While we often hear about scams and the Internet’s power to deceive, it’s biggest strength by far is it’s ability to reveal. This can be in the form of advice and instructions, but it’s also been responsible for bringing businesses around the world to their knees, exposing them as frauds, revealing their lies. As hard as they may try to operate beneath a cloak of deceit, the truth can’t be buried so deep that it won’t surface at some point. Witness the auto industry’s “dieselgate” where global manufacturers have been shown as guilty of “massaging” emission figures.

Businesses rely less on manipulation these days, simply because the back-lash from having been found guilty of deceit is far greater than any business can afford. Honesty is definitely the best policy. Transparent businesses and brands also achieve more because they aren’t distracted by their efforts to maintain a facade. Their resources can be more profitably applied to the pursuit of “purpose” and it’s the same with individuals.

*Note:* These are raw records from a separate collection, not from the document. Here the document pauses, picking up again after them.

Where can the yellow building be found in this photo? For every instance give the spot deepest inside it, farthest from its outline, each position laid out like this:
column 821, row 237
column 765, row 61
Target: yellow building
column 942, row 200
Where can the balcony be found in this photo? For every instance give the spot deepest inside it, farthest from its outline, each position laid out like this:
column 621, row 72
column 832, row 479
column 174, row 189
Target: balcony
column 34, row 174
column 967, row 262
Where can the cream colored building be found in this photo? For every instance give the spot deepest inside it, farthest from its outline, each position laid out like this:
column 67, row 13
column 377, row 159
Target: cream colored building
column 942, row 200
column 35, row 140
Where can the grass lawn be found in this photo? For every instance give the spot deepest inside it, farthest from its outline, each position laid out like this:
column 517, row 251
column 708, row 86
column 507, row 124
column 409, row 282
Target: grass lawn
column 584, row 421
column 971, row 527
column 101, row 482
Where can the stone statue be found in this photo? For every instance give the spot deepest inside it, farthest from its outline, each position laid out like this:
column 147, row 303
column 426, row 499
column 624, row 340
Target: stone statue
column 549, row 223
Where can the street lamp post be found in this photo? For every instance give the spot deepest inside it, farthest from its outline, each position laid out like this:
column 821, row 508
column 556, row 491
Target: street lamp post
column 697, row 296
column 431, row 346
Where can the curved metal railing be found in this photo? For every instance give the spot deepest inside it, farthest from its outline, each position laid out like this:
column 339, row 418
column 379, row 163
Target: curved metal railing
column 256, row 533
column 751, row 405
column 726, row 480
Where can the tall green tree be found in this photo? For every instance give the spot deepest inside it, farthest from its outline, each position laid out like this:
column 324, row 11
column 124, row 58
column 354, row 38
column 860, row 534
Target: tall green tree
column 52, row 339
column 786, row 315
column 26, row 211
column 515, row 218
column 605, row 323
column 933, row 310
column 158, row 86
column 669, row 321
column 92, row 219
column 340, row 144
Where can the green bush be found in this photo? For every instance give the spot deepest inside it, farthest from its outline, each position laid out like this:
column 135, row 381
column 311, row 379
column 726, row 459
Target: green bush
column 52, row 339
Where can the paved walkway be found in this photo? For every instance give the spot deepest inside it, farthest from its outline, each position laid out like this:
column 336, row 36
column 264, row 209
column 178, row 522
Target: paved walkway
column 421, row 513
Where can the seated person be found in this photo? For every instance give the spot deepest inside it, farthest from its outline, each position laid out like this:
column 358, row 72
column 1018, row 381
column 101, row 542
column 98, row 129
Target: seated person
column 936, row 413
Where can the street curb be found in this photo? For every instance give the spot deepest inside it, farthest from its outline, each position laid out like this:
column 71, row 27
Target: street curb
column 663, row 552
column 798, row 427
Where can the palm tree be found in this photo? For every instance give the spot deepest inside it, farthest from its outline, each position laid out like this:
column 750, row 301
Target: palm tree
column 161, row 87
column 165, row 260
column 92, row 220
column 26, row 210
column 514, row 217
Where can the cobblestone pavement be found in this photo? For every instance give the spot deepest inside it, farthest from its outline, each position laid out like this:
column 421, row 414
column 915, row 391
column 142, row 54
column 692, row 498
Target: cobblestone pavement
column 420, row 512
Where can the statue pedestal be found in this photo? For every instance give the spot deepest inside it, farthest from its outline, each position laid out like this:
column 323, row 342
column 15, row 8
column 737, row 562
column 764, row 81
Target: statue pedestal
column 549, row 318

Don’t be afraid to be who you are, but be sure to apply your talent to something relevant to the digital age and remain keen to learn. Reveal and fill those gaps in your personal proposition, acknowledge and correct your faults and weaknesses to ensure you are always useful to society.

Today salespeople must shift to a more consultative role. Automated sales process will only become more efficient and, ultimately, I can’t think of a sector where businesses will need traditional salespeople. However, customers and prospects still need advice and guidance and they will seek out sources they feel they can trust, although it will rarely be face-to-face.

The Internet, has proved it’s worth again by revealing the self-serving motives of paid “influencers. As a consequence buyers have become even more discerning. They seek out reviewers who don’t have a connection to the manufacturers and have turned to instructive YouTube channels and on-line publications with advisory videos and articles that caveat their connection with manufacturers. Emerging media like these represent new opportunities for people who might otherwise have embarked on a traditional sales career. Their combination of extroversion, knowledge and those important abilities to establish trust and communicate, makes them ideal content presenters and writers.

The aim of every business these days is to create an automated business pipeline and the first step in nearly all of these is content. This points to just one of a number of obvious alternative career paths for people with the skills that would otherwise have taken them to a sales role.

However, it’s not for everyone and they are not the only show in town, which is why you need to go through your own Brand Discovery process, as would any business, to identify the opportunities, measure your capability against them and develop your personal re-branding strategy.